Chemotherapy regimens are selected following the identification of high- and low-risk patients. Lurian et al. proposed multi-agent EMACO regimens if a patient displayed high risk factors for the treatment of choriocarcinoma. High risk factors included advanced age, a long interval time from index pregnancy, pre-treatment serum B-HCG levels, a large tumor size, and the presence of metastases [5].

In conclusion, a very rare choriocarcinoma was evident in a postmenopausal woman and should be considered in the differential diagnosis of postmenopausal bleeding. An accurate, early diagnosis and treatment are important because the choriocarcinoma is considered the most curable gynecological cancer. Chemotherapy may occasionally cause fatalities due to treatment-related complications.

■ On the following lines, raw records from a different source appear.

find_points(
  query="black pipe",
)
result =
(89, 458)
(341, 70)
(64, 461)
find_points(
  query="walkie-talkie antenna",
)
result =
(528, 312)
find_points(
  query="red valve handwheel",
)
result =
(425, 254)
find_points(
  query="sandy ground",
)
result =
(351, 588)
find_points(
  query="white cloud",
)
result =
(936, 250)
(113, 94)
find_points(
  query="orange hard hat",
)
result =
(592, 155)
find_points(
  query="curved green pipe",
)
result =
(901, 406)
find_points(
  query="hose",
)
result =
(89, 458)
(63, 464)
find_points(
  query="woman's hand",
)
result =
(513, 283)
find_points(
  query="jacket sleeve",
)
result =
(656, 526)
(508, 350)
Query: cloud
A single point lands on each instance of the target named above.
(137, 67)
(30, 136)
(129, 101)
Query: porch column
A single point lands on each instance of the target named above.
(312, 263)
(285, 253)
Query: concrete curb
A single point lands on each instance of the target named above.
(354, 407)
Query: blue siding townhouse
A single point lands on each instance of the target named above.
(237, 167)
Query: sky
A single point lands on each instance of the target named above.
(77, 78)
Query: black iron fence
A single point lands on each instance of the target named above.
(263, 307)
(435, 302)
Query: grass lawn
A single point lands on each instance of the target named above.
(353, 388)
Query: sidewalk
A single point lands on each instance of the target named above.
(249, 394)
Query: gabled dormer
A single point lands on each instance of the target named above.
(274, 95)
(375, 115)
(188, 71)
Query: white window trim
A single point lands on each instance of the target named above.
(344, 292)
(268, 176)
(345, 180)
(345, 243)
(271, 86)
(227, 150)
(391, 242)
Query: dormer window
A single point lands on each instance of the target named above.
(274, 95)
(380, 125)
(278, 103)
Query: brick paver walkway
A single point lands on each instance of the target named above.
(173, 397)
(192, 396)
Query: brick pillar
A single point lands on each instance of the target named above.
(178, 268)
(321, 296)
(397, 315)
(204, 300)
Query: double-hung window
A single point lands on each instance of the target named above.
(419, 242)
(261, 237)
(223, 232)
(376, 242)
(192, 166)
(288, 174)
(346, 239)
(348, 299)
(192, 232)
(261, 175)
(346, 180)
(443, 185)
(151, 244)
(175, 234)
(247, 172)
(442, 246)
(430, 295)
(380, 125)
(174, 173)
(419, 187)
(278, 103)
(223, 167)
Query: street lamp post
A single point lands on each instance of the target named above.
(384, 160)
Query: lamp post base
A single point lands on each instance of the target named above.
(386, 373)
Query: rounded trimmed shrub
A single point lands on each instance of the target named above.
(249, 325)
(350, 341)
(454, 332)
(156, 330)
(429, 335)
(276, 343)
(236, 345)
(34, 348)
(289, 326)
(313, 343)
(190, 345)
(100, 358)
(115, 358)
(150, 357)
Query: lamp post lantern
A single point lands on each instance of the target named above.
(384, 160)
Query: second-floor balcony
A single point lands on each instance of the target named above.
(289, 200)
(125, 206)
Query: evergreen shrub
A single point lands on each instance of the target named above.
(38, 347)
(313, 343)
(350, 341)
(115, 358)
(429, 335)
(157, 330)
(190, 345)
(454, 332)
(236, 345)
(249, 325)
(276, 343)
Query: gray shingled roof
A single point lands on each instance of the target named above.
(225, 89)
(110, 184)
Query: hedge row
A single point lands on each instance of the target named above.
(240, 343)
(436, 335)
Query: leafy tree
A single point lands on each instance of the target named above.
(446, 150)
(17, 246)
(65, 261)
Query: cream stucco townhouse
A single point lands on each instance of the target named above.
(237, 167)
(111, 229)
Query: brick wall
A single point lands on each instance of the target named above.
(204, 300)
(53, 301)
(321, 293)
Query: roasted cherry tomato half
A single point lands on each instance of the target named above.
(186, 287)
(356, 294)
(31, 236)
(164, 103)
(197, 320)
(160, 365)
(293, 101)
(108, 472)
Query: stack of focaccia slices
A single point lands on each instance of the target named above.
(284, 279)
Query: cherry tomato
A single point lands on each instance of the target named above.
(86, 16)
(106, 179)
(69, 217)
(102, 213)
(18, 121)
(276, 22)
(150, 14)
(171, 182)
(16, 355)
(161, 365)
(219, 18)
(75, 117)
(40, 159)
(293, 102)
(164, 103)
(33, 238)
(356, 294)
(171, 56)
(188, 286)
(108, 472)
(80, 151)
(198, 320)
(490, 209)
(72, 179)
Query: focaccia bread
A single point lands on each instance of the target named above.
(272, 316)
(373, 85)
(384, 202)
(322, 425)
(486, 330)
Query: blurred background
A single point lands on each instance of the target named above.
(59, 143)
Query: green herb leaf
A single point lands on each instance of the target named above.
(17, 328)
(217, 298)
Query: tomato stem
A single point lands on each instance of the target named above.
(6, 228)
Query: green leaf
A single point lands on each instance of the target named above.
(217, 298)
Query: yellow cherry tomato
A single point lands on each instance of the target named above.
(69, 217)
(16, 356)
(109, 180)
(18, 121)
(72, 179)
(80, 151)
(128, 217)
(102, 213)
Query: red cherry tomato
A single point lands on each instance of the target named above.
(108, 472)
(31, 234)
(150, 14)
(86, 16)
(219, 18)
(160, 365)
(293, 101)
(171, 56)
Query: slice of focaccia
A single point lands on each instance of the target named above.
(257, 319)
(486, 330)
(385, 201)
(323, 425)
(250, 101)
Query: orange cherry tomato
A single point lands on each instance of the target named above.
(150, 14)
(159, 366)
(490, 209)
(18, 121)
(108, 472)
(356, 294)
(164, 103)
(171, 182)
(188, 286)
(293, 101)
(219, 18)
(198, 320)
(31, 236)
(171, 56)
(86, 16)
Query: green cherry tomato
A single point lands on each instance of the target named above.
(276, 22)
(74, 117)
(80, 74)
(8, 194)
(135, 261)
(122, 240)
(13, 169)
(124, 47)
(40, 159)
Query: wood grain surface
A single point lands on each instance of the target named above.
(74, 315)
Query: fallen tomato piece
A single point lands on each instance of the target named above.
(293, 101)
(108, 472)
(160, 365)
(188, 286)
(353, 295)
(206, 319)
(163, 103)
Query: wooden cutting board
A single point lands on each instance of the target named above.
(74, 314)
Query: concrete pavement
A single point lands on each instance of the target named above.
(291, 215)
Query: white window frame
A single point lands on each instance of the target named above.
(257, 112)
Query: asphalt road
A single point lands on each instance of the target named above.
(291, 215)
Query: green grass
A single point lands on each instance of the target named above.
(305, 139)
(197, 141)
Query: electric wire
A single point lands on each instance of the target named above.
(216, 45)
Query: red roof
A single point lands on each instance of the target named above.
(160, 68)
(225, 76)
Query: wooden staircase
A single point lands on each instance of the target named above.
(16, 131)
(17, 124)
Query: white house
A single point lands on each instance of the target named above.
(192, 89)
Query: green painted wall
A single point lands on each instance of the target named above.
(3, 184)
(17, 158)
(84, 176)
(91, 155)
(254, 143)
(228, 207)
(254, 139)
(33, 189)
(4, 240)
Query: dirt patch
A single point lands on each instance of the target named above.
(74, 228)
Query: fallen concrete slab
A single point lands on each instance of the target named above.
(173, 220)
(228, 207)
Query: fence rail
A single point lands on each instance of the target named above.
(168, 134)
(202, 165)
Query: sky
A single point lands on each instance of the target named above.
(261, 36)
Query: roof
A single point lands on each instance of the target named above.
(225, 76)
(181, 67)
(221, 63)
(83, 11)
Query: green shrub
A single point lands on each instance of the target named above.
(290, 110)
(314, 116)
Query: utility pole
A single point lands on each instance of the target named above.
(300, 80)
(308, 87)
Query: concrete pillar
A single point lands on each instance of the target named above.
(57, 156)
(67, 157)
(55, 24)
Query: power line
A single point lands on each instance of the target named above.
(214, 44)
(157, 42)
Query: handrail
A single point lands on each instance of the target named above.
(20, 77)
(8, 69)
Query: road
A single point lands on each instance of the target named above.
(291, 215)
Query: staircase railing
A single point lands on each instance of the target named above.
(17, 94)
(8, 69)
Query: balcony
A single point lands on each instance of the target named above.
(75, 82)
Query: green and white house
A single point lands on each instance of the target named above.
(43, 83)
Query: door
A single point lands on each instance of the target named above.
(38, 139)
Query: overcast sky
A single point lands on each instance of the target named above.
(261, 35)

  1. O'Neill CJ, Houghton F, Clarke J, McCluggage WG. Uterine gestational choriocarcinoma developing after a long latent period in a postmenopausal woman: the value of DNA polymorphism studies. Int J Surg Pathol. 2008;16(2):226-229.
    pubmed doi
  2. Desai NR, Gupta S, Said R, Desai P, Dai Q. Choriocarcinoma in a 73-year-old woman: a case report and review of the literature. J Med Case Rep. 2010;4:379.
  3. Marcu M, Chefani A, Sajin M. Postmenopausal choriocarcinoma: a case report. Rom J Morphol Embryol. 2005;46(2):145-148.
  4. Chittenden B, Ahamed E, Maheshwari A. Choriocarcinoma in a postmenopausal woman. Obstet Gynecol. 2009;114(2 Pt 2):462-465.
    pubmed doi
  5. Lurain JR. High-risk metastatic gestational trophoblastic tumors. Current management. J Reprod Med. 1994;39(3):217-222.